Een aantal eurolanden heeft geklaagd bij de voorzitter van de Europese top Donald Tusk over het extra crisisberaad over Griekenland in de marge van een top in Brussel. Vooral België vindt dat het niet genoeg wordt betrokken bij het spoedoverleg.

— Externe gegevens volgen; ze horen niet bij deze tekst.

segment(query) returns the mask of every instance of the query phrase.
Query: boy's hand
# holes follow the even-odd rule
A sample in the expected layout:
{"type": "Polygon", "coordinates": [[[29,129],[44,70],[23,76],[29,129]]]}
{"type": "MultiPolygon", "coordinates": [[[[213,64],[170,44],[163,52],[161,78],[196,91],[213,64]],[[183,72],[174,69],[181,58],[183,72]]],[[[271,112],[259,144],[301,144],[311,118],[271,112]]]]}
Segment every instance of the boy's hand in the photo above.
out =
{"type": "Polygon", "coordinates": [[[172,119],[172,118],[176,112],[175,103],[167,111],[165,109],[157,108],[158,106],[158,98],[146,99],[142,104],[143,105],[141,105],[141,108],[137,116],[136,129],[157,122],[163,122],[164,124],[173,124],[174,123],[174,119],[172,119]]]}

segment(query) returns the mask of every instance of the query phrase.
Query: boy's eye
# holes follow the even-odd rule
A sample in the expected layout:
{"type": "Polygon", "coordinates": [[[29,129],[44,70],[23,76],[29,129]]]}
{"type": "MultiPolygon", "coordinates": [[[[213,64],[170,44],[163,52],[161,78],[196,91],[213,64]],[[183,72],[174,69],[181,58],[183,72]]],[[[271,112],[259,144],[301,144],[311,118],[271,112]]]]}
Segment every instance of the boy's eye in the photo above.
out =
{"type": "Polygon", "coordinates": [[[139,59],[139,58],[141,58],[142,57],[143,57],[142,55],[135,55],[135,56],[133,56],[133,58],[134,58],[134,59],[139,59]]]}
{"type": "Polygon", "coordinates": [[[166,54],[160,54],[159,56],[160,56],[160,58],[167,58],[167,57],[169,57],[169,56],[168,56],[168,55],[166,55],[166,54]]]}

De landen vinden bovendien dat besluiten over de Griekse steun thuishoren in de eurogroep, waarin de ministers van Financiën van de eurolanden met elkaar vergaderen.
Buitengesloten
De landen die wel werden uitgenodigd voor het crisisberaad, dat aangevraagd werd door Griekenland, zijn de Duitse bondskanselier Angela Merkel en de Franse president François Hollande. Daarnaast zijn de voorzitters van de Europese instellingen aanwezig: de voorzitter van de eurogroep Jeroen Dijsselbloem, voorzitter van de Europese Commissie Jean-Claude Juncker en de president van de Europese Centrale Bank Mario Draghi.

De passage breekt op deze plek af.